Here is where I part way with many out there…
A lot of folks in the space seem to ask themselves
optimistically how to best automate the task of building metadata, and not really how much
the task can be automated within their relevant timeframe. They work on
replacing users input as much as possible through mathematical models,
and anticipate them to be ready in six months or a year, when most
likely they will require another 5 or 10 years of efforts to get to
anywhere practical - if they do get there. By focusing instead on
building systems that best stimulate, aggregate and synthesize user
inputs (ironically, meta-systems!), they could within a year or so deliver a working solution, and then build on that potential success to
gradually increase the level of automation in their application.
In sum, I suggest here that solutions that (intelligently) incorporate human input
further will perform better over time. We need a
healthier balance between human input and automatic metadata
production. Given the poor performance of current metadata
applications, focusing on algorithms that enhance the collection of
user input and learn from it rather than autistically extract metadata
from the data itself is a better investment of one’s time.
Will the
differential between human performance and machine performance likely
remain wide enough to justify the investments in collecting human input
for years to come?

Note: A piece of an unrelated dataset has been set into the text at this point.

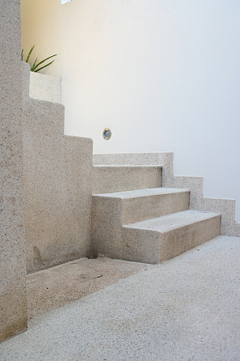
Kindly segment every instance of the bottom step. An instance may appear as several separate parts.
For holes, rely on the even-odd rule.
[[[188,210],[124,226],[116,257],[163,262],[219,235],[220,220],[218,213]]]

A multibillion-dollar question, but I’d bet that it will.
Because it’s likely that metadata will become increasingly user-driven,
dynamic and volatile, in line with the ever- and faster-changing user
needs and mental frameworks. As long as the ultimate consumer of all
that metadata remains human, algorithms will need our inputs. So
building capabilities in the “wisdom of crowds” area today can only
help position you better in the space tomorrow.
Of course, it can be said almost with certainty that at some point,
user input collection will be fully automated and transparent, and
machines will create metadata with higher accuracy and speed levels
than would be possible through human processing. As of today though, no
algorithm I came across has proved capable of coating metadata
accurately and comprehensively without extensive human input. We seem to be years away from intelligent systems that will "get it". And guess what? Getting to those systems will require the same thing as trying to do without them: focus on better ways to
stimulate, aggregate and synthesize user inputs!
In a future post I’ll attempt to look into (1) which "users" will provide those inputs: programmers, experts, mainstream users? (2) how user input can
be collected and integrated into metadata-generating solutions.